The first three functions checkbounds, nextind, prevind are straightforward and align well with existing APIs. The getindex functions for IntSemiToken have been implemented for SortedDict and SortedMultiDict, which return only the values. I modified them to return key-value pairs, because it is natural to do so in my application. Besides, given the existence of another getindex function that retrieves the value using the key, I think retrieving key-value pairs using IntSemiToken seems a natural choice. Of course, it might not be a good choice in general. How do you think about these changes?

Here is a piece of my application code for motivating the changes. It uses the general APIs for sorted containers to simultaneously handle sorted AbstractVector and SortedDict.


struct Observation{I, O}
    index::I
    obs::O
    Observation{I,O}(index::I, obs::O) where {I, O} = new{I,O}(index, obs)
end
Observation(index::I, obs::O) where {I, O} = Observation{I,O}(index, obs)
Base.lt(::Base.Order.ForwardOrdering, a::Observation, b::Observation) = a.index < b.index
Base.lt(::Base.Order.ForwardOrdering, a::Real, b::Observation) = a < b.index
Base.lt(::Base.Order.ForwardOrdering, a::Observation, b::Real) = a.index < b
flatten(obs::Observation) = (obs.index, obs.obs)
flatten(pair::Pair) = (pair.first, pair.second)

const ObservationContainer{I,O} = Union{AbstractVector{<:Observation{I,O}}, SortedDict{I,O}}

function (w::AbstractWienerProcess)(t::Real, condition::ObservationContainer)
    w₀, Σ = params(w)

    # `IntSemiToken` for `SortedDict`, `Int` for `AbstractVector`
    idx = searchsortedlast(condition, t)
    if checkbounds(Bool, condition, idx)
        t₁, a = flatten(condition[idx])
    else
        t₁ = zero(t)
        a = w₀
    end

    next_idx = nextind(condition, idx)
    if checkbounds(Bool, condition, next_idx)
        t₂, b = flatten(condition[next_idx])
        μ = a + (t - t₁) / (t₂ - t₁) * (b - a)
        cov_t = ((t₂ - t) * (t - t₁) / (t₂ - t₁))
        construct_normal(μ, Σ, cov_t)
    else
        construct_normal(a, Σ, t - t₁)
    end
end

I also tried to use the SortedSet as the container in this code block but encountered a problem that searchsortedlast for SortedSet tries to convert the t::Real to Observation before comparing it to other observations in the container. I think this compulsory conversion might not be necessary. In some cases, it is natural to directly compare objects of different types. The above code is an example.
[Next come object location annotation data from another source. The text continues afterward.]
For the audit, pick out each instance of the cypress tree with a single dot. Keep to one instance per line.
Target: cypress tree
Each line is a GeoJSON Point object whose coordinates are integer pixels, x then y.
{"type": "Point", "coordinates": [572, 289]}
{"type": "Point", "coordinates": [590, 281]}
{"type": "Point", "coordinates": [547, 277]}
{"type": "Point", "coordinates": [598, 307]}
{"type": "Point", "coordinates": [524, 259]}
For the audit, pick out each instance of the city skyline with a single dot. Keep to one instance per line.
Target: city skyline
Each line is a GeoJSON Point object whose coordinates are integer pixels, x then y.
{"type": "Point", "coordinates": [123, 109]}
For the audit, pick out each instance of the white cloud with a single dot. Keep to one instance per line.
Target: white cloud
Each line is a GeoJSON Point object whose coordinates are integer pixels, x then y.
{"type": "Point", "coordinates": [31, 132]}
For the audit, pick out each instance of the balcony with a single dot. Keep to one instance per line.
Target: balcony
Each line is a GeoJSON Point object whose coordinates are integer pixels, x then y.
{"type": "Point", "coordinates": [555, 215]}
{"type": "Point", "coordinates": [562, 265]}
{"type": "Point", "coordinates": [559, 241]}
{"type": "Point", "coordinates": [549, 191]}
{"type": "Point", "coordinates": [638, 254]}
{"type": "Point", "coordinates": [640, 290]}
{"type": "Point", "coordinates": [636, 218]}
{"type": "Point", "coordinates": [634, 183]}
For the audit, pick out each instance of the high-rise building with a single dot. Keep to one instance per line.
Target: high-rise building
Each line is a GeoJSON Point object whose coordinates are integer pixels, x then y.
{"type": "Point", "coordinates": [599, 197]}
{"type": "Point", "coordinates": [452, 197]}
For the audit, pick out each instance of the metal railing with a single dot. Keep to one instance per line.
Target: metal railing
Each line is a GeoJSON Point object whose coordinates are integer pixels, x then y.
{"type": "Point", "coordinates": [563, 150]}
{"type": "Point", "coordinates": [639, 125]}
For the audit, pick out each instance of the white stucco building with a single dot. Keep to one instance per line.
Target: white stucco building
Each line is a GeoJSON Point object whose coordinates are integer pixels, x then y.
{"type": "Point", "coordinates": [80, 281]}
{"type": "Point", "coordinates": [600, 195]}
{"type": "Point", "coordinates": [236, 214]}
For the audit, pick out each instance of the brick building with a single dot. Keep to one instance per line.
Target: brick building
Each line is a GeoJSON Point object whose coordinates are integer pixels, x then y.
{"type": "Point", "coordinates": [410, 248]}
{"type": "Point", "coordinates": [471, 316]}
Wu-Chenyang commented 6 days ago

If you are interested in these changes, I can help with submitting a pull request.

StephenVavasis commented 5 days ago

I would recommend against changing the API for getindex. Although I see the logic of the request, this API has been in place for 10 years, and changing it now could break many existing codes.

As for loosening the restriction in the API of searchsortedfirst and its relatives: I can see that it is sensible for your use-case. I also see the pitfall that some future user could be misled into thinking that the sorted containers allow for two incompatible orderings simultaneously. So I don't have a strong opinion either way.

Wu-Chenyang commented 5 days ago

I see. Indeed, the changes in getindex and searchsortedfirst are not necessary even in my use case. I think your prudent decision is correct. What about the addition of nextind, prevind, and checkbounds?

StephenVavasis commented 4 days ago

Yes, it would make sense to implement nextind and prevind and checkbounds. Furthermore, it would probably make sense to deprecate advance and regress in favor of nextind and prevind from Base, since a near-term goal for the package is to make the API more consistent with Base. We wouldn't want to do this overnight since it would break existing codes, but it could be phased in over a few release cycles.